More Scalper Scrutiny

The news that AEG supplied Michael Jackson tickets for viagogo to sell to the public for premium prices has produced a raft of stories about how the secondary market functions.

Nine Inch Nails leader Trent Reznor’s recent blog post said virtually everyone involved in a concert is supplying tickets to the secondary market, while one of the U.K.’s top ticket security experts told Pollstar that resale sites purporting to help fans are also buying tickets to sell to fans for huge profits.

“The venue, the promoter, the ticketing agency and often the artist camp (artist, management and agent) take tickets from the pool of available seats and feed them directly to the reseller,” Reznor explained, adding that there are exceptions. “There is money to be made and they feel they should participate in it.”

“Viagogo does not buy or sell tickets, it simply facilitates the exchange of tickets via its Web site,” a company spokesman told Pollstar. Seatwave chief Joe Cohen has said his company never buys tickets to resell.

But Reg Walker, a ticket fraud expert who works with the O2 Arena in London and major U.K. festivals including Reading, Leeds, Isle Of Wight and T In The Park, said he has proof that some of the major secondary sellers are buying tickets for resale.

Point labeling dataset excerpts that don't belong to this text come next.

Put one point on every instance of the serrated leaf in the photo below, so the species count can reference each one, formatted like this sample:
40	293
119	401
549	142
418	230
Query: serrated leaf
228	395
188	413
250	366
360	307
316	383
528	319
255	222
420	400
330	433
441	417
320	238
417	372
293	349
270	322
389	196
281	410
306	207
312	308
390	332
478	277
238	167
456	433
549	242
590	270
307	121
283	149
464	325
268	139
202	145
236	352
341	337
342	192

He said he will put evidence before the Department Of Culture, Media & Sport that shows Seatwave sales manager Lee Lake has purchased tickets using six credit cards and had them delivered to four addresses in the Southampton area. He said Lake has since been banned from the O2.

“I don’t object to the secondary market doing what it’s doing regarding reselling tickets for fans, but it’s time it was more honest with the public about the source of some of the tickets,” Walker explained.

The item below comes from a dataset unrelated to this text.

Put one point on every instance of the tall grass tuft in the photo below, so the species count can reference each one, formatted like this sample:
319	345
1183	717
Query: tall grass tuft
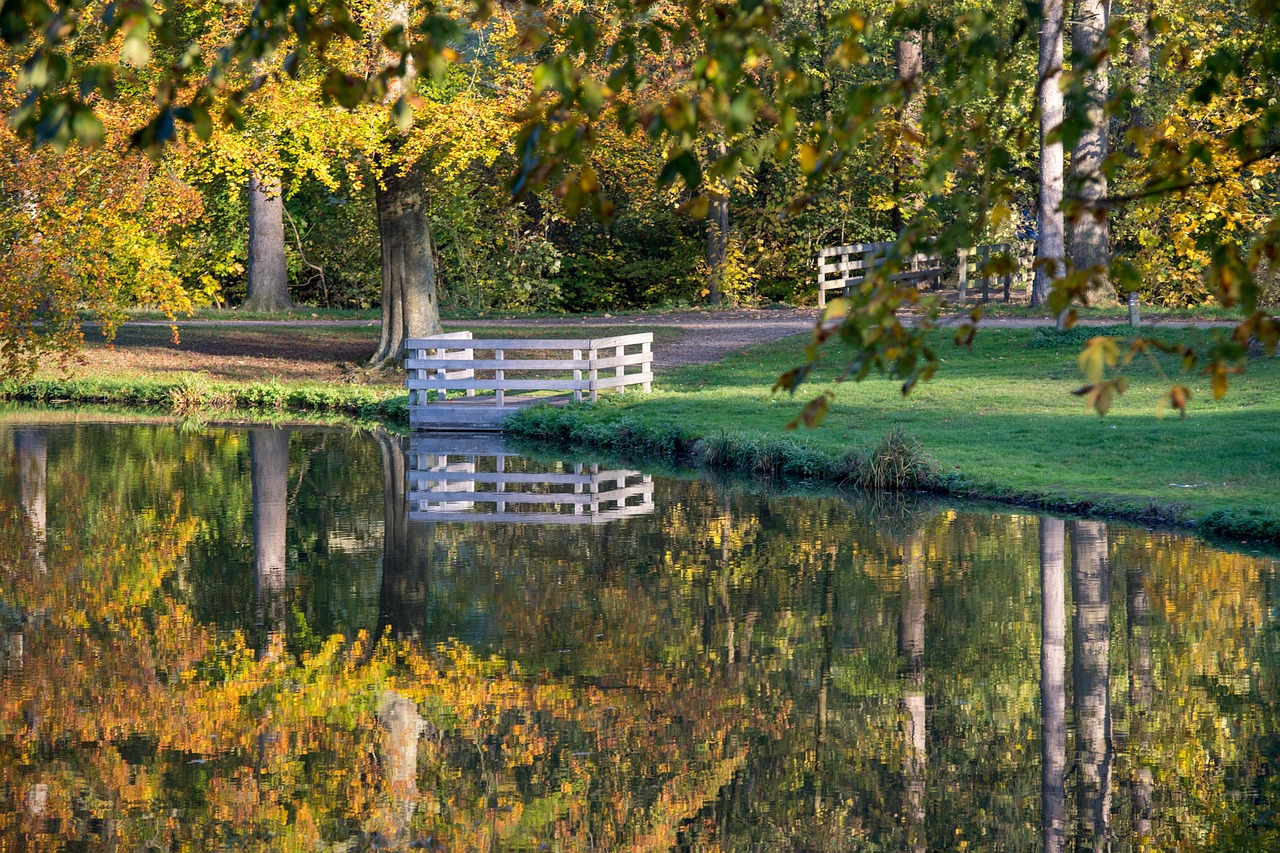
897	463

“At the O2, which usually operates on a capacity of around 18,000, the most people that have ever turned up on one night and said they can’t use their tickets is 16.

“Yet the secondary market was worth £500 million ($726 million) in 2007 and that will double to a billion this year. Almost all the major secondary sellers are buying in bulk, and that includes some that are members of the Association of Secondary Ticket Agencies.”

He said the secondary market’s bulk buying of “huge swathes” of tickets deprives fans the chance to buy at face value.